Thank you for the patch - applied with r1620997 Most changes were trivial and the tests for ColumnHelper were successful, so should be ok. Added a few deprecation-ignores. for the time being, I'll leave the bug entry open, waiting for the next diff.
Created attachment 32020 [details] 56854-2 Additional optimizations, mainly in XSSFSheet
Thank you for the second patch - applied with r1624922 XSSFSheet.removeMergedRegion(int) looked too complicated, I haven't seen a reason, why not to use the default remove-element-by-index impl.
You're right - sometimes it takes development to visit the "complicated" station when travelling from "a mess" to "elegant" :-) Note: the patch for XSSFSheet.removeMergedRegion/s is what I originally done in https://issues.apache.org/bugzilla/attachment.cgi?id=31960&action=diff for issue 55280 (https://issues.apache.org/bugzilla/show_bug.cgi?id=55280) (In reply to Andreas Beeker from comment #4) > Thank you for the second patch - applied with r1624922 > XSSFSheet.removeMergedRegion(int) looked too complicated, I haven't seen a > reason, why not to use the default remove-element-by-index impl.

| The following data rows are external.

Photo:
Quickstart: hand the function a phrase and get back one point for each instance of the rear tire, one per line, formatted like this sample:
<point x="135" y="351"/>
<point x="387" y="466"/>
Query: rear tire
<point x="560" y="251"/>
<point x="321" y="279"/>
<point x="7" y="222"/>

Thanks for linking the other bug - I've already had a quick look yesterday where these XSSFSheet.removeMergedRegion(s) methods came from ... :) I haven't setup a profile environment for the test cases, yet (... the builds are now faster, when looking at builds.apache.org, but this only a very rough estimation ...) Yaniv, in case you already have it in place (and also have some old stats to compare to), it would be good, if you also validate/profile the derivation from your patch - sometimes it's hard to decide if something is just refurbished old code or if it's like this on purpose.
It seems the things discussed here are mostly done and applied since some time already, I think it best to open new bugs for any additional optimizations that are proposed.